The problems clearly are not to do with test centre capacity. There were more staff than customers. Outside were crash barriers set up for people to queue, and we’d just breezed through them and straight into the building.

Here we were, standing right in the middle of one of the UK’s top 10 Covid hotspots, and there was no one else being tested. That seemed extremely wrong.

It was clear that the whole thing wasn’t working. Our testing capacity – the key to keeping this virus under control – was obviously broken.

Our Prime Minister keeps telling us that our testing system is “world beating”. Having experienced it first hand today, my immediate response is “world beating at what?” Incompetence? Uselessness? “World beating in making people want to throw expensive computers out of second floor windows?”
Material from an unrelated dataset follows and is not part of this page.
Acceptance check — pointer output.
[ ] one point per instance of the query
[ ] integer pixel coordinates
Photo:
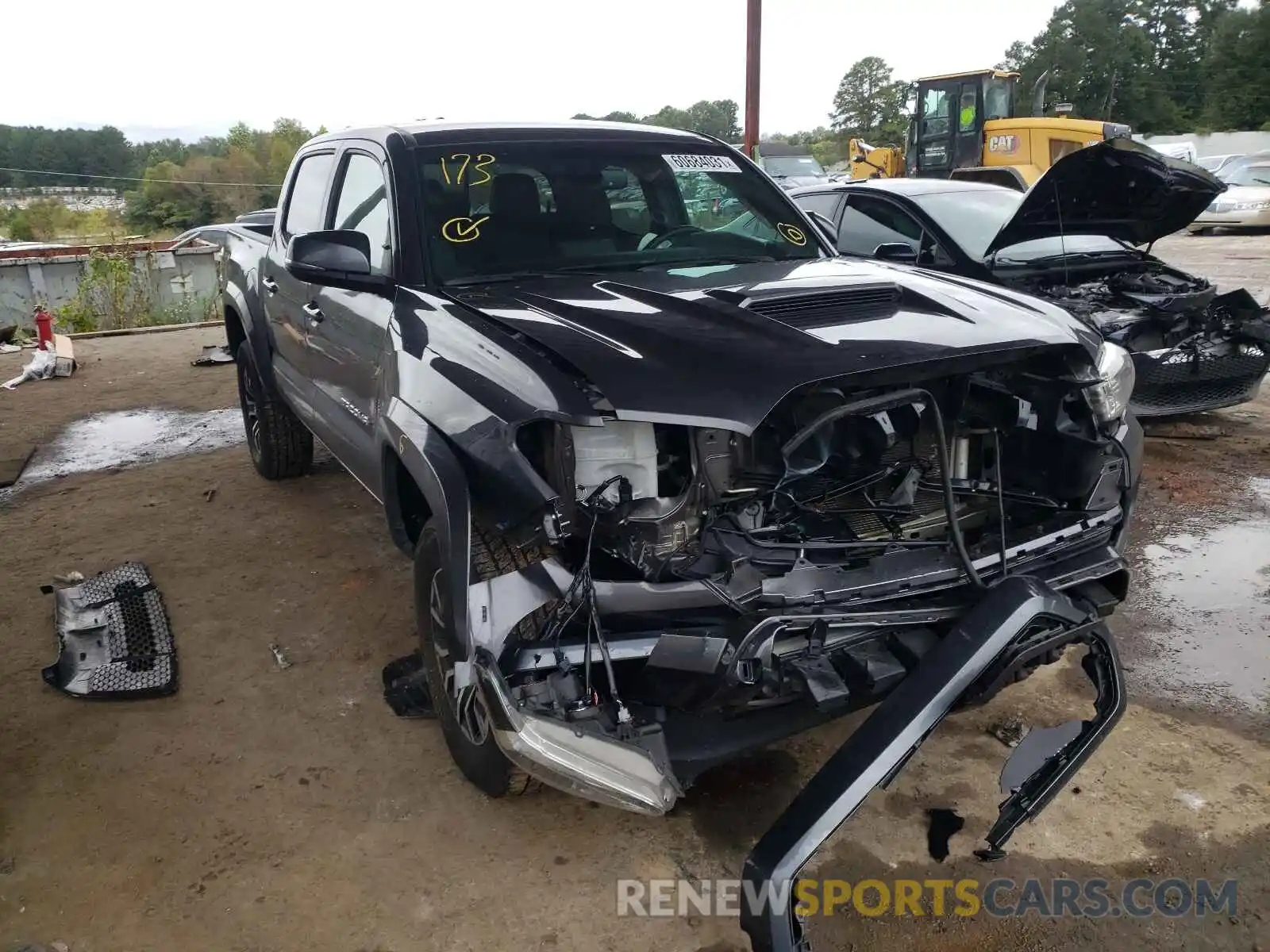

I don’t want a “world beating” system. I just want an adequate system that works. I want to know that if we have to go through this again (and I am very sure we will), that we can book a test quickly and easily. That we can get a test done at a convenient location that doesn’t require us to drive for half an hour. That we can get the results back quickly and easily.

It doesn’t need to be world beating. It just needs to work. Everyone should know exactly when to get a test. There should be no interpretation required. Everyone should know what a continuous cough actually means, and what temperature constitutes a fever. (The NHS website simply says “high”. Well, what is “high” when it’s at home?)

It shouldn’t need to take hours to book a test. It shouldn’t need you to fill out forms in triplicate, re-entering the same information over and over again. It shouldn’t make you want to scream. It should handle errors, and not ask you stupid questions like does a seven year old have a job?

We need all this stuff to just work because not everyone is as patient as me. How many people will see a lack of tests, or the hassle it takes to get one, and just give up? Just keep the children out of school and then say “yeah the test came back negative, all is good.” Or just ignore the symptoms because it’s too much hassle.

This stuff is important to get right. The government have had months to try and get this right. There was only one part of the process that worked today. Taking the test itself. The rest was a farce.